How to reduce risks?

When the older adult is responsible for their daily diet, it is recommended:

  • Plan menus according to the needs and schedule purchases based on these menus.
    When buying food, be sure to identify its expiration date, and its storage mode. To avoid forgetting, label the food with date (both frozen and fresh).
    Example: If you buy a dressing that is at room temperature in the supermarket, you must first locate the expiration date thereof and in case it is very small, you must label the date on the container with a permanent marker ( or using adhesive tape). Once the container is opened, it should be stored in the refrigerator and then discarded when the date is reached.

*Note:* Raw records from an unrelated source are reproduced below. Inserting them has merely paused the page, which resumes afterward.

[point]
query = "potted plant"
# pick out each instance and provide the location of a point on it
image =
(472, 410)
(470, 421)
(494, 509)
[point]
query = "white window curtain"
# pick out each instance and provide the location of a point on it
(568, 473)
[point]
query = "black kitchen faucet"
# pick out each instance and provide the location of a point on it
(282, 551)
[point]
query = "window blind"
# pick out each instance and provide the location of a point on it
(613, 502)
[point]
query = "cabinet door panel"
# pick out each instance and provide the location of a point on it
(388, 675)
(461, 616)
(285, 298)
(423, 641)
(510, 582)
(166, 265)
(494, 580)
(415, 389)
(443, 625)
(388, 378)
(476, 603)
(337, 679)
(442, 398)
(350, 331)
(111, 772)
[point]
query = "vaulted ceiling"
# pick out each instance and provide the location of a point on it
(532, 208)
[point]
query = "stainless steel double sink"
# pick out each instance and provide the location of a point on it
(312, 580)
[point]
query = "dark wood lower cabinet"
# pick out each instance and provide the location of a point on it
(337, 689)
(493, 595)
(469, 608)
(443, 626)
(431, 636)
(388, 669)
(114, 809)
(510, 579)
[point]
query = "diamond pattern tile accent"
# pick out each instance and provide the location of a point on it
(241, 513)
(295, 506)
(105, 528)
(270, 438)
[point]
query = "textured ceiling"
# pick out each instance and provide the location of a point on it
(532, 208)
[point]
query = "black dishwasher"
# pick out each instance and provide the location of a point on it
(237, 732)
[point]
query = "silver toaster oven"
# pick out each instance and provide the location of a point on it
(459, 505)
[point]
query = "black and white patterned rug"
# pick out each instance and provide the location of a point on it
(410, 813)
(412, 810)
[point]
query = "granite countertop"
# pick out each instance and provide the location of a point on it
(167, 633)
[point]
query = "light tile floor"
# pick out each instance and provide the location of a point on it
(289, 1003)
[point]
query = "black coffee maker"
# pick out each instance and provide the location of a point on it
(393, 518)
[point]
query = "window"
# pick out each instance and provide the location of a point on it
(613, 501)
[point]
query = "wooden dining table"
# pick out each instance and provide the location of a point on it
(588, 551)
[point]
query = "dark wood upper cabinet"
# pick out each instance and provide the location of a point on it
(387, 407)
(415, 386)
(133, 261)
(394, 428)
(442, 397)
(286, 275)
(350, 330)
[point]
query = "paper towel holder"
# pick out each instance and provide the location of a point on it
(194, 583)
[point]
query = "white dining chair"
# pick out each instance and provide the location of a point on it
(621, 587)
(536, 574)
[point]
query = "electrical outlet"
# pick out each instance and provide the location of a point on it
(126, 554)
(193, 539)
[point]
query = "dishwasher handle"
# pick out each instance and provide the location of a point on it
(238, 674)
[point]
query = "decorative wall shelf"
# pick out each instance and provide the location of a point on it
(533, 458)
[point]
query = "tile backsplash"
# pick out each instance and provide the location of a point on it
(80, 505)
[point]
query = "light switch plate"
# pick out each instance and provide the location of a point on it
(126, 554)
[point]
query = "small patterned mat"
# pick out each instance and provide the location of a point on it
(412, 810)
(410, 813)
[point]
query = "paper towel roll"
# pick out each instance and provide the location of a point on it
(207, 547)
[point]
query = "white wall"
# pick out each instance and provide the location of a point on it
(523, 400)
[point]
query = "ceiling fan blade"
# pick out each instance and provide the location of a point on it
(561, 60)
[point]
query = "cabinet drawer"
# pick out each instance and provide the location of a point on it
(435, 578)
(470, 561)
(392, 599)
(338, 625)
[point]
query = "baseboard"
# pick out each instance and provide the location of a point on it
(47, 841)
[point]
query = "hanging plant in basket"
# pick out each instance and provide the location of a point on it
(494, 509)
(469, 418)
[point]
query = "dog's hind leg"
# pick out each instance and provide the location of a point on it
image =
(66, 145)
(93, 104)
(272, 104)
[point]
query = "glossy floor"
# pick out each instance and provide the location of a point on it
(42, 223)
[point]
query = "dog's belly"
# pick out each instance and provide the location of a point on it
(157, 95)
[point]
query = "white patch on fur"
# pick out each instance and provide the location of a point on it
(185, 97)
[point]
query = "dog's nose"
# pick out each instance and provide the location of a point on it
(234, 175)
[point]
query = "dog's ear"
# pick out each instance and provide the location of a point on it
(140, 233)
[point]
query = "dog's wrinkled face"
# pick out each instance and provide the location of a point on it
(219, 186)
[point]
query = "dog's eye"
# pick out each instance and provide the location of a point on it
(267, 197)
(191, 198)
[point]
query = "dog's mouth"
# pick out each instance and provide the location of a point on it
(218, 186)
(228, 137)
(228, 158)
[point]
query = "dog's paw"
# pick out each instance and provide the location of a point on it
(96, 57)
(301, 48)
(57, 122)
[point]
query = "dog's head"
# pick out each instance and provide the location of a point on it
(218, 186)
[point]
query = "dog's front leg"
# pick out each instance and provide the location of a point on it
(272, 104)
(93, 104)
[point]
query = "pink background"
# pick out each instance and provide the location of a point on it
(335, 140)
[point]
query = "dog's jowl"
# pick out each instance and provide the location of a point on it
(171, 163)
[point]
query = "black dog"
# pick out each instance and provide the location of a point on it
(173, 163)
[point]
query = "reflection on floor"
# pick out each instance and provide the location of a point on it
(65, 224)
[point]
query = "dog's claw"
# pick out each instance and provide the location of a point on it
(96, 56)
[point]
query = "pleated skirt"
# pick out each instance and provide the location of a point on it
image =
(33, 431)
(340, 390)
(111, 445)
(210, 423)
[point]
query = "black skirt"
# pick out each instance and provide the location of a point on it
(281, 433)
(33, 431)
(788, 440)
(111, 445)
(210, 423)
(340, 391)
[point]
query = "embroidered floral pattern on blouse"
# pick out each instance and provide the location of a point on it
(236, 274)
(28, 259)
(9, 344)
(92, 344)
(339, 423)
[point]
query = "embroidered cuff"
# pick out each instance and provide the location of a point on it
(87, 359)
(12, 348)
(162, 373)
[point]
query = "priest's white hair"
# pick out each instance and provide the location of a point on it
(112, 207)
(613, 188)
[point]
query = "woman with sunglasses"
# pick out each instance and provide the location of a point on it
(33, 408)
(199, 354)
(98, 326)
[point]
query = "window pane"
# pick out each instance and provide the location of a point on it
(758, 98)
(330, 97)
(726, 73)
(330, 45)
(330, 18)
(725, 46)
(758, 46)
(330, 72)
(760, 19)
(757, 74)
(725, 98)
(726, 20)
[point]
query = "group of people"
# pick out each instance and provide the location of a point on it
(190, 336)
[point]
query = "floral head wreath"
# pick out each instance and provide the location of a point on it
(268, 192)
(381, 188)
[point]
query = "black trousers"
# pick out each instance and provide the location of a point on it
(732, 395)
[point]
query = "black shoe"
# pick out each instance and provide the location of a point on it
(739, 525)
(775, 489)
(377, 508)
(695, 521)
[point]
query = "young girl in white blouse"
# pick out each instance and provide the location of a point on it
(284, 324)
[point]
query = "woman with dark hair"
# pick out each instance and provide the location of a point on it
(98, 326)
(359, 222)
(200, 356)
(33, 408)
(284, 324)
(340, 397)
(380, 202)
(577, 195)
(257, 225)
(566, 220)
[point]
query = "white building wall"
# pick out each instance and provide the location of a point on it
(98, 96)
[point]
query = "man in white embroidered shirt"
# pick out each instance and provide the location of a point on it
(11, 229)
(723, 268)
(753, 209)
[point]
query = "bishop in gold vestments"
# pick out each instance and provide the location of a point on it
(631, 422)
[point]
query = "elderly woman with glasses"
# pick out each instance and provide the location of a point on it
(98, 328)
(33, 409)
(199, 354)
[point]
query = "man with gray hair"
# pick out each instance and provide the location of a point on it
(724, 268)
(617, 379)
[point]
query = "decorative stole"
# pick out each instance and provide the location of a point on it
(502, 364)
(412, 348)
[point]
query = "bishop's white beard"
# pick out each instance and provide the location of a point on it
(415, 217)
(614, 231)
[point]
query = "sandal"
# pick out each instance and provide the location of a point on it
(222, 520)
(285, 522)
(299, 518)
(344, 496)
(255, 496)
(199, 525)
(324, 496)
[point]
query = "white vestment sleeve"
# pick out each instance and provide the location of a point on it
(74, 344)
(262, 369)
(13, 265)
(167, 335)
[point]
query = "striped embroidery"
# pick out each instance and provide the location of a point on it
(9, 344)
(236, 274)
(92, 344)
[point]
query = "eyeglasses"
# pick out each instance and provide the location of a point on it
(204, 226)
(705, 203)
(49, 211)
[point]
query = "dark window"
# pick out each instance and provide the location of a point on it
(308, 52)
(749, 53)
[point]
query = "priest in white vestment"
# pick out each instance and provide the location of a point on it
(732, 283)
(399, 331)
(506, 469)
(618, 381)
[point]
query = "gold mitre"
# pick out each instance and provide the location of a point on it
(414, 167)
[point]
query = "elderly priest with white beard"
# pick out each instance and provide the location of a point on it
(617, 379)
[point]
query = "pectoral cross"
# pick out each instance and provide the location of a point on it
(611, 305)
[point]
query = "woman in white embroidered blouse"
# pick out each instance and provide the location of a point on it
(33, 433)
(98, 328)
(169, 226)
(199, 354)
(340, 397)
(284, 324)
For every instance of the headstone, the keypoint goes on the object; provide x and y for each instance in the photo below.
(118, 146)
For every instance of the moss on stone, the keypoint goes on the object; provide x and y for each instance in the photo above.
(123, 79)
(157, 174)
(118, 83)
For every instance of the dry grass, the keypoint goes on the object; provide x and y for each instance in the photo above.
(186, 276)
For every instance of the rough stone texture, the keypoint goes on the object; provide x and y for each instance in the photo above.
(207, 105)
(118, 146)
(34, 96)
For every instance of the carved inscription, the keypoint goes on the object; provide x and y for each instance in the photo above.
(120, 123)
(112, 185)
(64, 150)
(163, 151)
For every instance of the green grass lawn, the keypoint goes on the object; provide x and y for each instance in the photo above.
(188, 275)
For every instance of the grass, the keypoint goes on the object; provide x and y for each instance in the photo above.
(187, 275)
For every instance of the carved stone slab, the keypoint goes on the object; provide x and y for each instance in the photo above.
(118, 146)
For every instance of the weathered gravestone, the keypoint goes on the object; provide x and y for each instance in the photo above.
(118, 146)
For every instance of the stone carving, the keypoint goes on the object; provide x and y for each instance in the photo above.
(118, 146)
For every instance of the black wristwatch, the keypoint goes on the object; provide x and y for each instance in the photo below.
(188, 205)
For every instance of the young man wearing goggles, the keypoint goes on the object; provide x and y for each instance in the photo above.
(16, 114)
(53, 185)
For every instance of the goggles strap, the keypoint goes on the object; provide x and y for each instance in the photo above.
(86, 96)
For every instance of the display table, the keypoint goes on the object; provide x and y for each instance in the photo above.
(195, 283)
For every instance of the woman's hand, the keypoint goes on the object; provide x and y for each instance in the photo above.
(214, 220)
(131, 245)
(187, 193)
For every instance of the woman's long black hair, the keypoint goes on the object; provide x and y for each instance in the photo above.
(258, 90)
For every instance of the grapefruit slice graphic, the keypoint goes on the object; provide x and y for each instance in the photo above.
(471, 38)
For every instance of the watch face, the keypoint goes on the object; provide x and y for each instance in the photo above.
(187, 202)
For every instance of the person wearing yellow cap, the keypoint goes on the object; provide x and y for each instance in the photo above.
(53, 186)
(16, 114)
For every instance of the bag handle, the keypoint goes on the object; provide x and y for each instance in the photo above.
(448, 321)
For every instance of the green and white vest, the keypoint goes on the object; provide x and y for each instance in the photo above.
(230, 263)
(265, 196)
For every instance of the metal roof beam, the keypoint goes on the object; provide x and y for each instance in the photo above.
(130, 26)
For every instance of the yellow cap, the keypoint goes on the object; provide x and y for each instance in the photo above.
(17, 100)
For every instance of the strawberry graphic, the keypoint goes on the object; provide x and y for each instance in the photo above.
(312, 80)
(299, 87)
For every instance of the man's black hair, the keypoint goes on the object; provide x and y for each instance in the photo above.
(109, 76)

  • When storing, you must separate / portion the food and freeze portions that are not used immediately. This applies especially for meats and sauces.
  • Make sure that the containers and kitchen utensils are CLEAN. Try not to use wooden surfaces and utensils. If you have limitations at the vision level, ask for help; blenders, food processors and some other appliances, are uncomfortable equipment to wash, so you should ask for help to disassemble them frequently, wash the blades well, the packages, and disinfect them using hot water.
  • Wash your hands before starting to cook, after coughing, sneezing, going to the bathroom or touching the garbage.
    DO NOT thaw at room temperature, thaw in the refrigerator (at least 12 hours before). Check that the refrigerator is maintained at 5 ° C or less.
  • Cook meats thoroughly, especially ground meat, pork and chicken. Avoid eating raw foods (meats, fish, seafood, sauces with raw eggs, or unpasteurized dairy).